Mit dem Spannungsfeld dieser z.T. widersprüchlichen Studien ist es umso wichtiger klarzustellen, dass die S2k-Leitlinie kein Garant für absolute Sicherheit ist, sondern laut AWMF auf dem Konsens der beteiligten Fachleute beruht. Daher bleibt weiterhin eine genaue und situationsabhängige Abwägung der individuellen Umstände erforderlich.

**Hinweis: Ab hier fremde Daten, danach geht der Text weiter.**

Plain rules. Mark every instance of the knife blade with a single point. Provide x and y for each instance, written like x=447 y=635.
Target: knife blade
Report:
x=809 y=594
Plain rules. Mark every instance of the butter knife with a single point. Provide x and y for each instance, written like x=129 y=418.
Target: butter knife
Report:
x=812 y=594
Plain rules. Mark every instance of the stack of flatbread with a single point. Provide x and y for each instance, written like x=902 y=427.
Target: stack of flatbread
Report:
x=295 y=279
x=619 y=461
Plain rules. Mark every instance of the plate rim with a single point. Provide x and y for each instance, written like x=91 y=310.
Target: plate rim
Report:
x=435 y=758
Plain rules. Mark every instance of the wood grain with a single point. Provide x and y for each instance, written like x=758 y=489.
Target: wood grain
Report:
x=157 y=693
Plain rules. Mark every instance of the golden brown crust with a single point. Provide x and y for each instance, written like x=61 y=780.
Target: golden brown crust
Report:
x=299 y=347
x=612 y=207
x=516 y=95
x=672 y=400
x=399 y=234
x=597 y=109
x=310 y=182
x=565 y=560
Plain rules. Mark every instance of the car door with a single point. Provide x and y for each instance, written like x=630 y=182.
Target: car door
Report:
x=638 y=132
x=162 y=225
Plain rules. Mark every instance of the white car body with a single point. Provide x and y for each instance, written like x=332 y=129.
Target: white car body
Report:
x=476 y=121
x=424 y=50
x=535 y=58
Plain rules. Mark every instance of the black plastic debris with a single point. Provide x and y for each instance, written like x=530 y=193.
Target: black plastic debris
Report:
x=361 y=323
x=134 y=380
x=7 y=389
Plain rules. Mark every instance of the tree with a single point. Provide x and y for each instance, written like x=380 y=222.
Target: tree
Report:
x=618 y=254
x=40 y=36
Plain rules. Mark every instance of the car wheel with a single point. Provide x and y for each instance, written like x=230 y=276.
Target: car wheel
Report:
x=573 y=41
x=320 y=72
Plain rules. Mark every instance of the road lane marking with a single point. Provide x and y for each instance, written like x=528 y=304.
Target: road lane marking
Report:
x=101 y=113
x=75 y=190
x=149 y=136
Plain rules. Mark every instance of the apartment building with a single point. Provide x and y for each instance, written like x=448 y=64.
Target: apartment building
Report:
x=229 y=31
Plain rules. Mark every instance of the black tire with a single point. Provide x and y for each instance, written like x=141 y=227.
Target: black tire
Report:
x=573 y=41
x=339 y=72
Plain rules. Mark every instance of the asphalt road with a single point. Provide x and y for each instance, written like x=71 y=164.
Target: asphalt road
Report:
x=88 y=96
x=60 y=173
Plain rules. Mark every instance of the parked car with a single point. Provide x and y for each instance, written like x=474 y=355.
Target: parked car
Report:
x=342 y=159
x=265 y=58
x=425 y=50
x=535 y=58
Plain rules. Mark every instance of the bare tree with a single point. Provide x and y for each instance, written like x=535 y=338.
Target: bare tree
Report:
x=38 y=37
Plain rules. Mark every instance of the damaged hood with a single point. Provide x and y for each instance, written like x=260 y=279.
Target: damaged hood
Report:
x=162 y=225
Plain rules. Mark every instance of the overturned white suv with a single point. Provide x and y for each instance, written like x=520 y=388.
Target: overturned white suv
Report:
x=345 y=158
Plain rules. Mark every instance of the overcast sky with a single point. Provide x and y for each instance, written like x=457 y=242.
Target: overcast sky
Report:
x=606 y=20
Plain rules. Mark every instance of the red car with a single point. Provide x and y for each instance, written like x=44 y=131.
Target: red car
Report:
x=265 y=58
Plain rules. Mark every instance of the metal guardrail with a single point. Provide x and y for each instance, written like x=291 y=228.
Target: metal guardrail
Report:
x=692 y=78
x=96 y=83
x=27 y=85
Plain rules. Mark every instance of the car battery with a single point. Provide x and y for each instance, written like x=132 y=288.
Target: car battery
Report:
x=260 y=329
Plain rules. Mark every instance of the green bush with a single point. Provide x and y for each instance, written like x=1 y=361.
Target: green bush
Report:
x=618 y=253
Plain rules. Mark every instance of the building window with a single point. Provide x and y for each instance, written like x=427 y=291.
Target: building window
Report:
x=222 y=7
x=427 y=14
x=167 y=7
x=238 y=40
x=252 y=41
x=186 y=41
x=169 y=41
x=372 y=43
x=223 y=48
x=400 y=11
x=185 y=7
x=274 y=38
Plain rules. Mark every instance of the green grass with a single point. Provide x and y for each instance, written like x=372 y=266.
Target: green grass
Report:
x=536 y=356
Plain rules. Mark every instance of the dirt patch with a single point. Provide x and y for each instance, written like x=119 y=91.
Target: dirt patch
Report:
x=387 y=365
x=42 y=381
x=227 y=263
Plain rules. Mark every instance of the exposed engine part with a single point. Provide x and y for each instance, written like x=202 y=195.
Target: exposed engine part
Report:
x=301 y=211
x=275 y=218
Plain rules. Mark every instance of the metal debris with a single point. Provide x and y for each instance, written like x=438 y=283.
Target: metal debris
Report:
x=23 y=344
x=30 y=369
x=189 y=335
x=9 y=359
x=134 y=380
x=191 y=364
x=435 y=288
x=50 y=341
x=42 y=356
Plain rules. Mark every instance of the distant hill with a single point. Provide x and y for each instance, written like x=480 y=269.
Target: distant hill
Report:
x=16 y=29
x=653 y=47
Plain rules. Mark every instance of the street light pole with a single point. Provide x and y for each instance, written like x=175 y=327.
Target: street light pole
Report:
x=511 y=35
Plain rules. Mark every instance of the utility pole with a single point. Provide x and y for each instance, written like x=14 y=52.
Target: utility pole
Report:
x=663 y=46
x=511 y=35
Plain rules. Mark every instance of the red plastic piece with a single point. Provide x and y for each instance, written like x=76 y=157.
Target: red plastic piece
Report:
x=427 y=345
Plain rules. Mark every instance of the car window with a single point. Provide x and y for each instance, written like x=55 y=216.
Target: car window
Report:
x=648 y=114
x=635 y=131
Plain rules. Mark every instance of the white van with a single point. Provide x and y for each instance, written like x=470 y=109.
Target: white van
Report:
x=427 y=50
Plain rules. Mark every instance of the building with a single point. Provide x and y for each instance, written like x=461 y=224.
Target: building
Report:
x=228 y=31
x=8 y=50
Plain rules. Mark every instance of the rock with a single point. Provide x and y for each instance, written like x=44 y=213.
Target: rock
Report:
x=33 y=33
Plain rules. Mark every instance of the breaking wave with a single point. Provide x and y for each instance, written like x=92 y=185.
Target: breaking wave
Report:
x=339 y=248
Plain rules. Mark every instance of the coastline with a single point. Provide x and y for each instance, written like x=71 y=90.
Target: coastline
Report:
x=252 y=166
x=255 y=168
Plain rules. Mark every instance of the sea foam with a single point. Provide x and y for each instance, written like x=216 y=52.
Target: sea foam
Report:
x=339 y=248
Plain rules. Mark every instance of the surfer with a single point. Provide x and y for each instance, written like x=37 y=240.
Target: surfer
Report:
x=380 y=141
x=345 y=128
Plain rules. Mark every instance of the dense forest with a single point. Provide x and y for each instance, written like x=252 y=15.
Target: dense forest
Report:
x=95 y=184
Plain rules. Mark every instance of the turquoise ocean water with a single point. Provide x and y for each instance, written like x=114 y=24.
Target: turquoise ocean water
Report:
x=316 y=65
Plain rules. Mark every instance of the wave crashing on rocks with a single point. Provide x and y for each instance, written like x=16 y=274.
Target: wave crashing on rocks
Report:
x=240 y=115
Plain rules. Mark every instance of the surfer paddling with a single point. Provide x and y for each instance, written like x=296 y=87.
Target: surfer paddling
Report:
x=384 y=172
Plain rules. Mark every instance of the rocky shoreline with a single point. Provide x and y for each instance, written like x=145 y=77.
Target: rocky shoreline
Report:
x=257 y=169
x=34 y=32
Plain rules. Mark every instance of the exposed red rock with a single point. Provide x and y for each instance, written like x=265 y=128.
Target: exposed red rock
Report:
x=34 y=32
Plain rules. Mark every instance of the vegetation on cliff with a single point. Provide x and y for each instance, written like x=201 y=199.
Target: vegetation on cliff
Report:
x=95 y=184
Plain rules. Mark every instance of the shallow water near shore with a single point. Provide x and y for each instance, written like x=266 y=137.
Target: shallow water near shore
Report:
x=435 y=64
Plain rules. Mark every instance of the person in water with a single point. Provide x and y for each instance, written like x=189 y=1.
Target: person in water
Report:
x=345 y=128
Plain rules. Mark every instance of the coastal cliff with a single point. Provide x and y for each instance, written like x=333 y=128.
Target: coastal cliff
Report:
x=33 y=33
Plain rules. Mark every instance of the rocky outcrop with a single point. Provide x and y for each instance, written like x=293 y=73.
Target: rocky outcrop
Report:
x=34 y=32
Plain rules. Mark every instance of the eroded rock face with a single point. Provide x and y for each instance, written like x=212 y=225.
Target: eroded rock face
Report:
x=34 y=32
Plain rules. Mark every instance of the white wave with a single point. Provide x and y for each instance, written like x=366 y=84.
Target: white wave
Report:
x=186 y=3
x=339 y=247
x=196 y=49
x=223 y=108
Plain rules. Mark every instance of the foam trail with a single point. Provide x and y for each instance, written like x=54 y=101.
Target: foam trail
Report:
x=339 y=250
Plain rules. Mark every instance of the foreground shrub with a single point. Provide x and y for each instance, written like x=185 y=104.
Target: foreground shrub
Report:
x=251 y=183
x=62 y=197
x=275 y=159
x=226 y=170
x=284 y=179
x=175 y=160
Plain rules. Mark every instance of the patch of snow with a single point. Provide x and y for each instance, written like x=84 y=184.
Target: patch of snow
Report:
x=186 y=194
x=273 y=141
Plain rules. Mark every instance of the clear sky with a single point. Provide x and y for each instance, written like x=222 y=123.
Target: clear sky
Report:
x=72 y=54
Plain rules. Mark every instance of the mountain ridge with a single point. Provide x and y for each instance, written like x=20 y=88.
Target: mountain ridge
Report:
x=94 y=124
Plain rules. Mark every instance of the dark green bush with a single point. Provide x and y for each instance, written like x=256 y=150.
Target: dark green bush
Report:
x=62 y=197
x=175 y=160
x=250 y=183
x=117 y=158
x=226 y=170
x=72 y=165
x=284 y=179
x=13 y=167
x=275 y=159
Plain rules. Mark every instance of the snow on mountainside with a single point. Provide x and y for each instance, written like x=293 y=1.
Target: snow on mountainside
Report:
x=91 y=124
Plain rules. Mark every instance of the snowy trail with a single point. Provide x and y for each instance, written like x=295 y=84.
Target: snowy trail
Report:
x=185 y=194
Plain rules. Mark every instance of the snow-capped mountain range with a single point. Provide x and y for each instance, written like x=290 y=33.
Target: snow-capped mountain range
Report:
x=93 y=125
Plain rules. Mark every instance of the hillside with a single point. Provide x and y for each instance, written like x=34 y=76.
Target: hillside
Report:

Und genau an dieser Stelle kommt die Frage der Selbstbestimmung in den Diskurs. Auch wenn Minderjährige ein Recht auf Selbstbestimmung haben, obliegen Pflege und Sorge laut Art. 6 GG nicht umsonst den Eltern, und die Gesellschaft hat die Pflicht, darüber zu wachen. Selbstbestimmung erhält also insbesondere dann Grenzen, wenn die Selbstfürsorge in Frage steht. Das bedeutet aber auch, dass im gleichen Moment die Verantwortung auf die Entscheidungsträger übertragen wird. Selbst wenn zukünftig die Datenlage verbessert wird, bleibt dieser Umstand erhalten. Umso jünger und größer die Unsicherheit, umso geringer der Einfluss auf eine Behandlungsentscheidung. Damit ist explizit ein Einbezug nicht ausgeschlossen. Eltern und Expert*innen spielen daher eine entscheidende Rolle, sei es durch direkte Entscheidungen für Minderjährige oder durch ihre Autorität in Beratungssituationen. Damit wird es aber umso notwendiger, dass alle Beteiligten, einschließlich der Fachkräfte, ihre Rolle reflektieren und sicherstellen, dass die Bedürfnisse und Rechte der Minderjährigen angemessen berücksichtigt werden. Dies erfordert Selbstdisziplin, um persönliche Überzeugungen nicht über das Wohl der Minderjährigen zu stellen. Diese Prinzipien gelten allerdings ebenso für erwachsene Personen, die Rat und Hilfe bei solchen Entscheidungen suchen.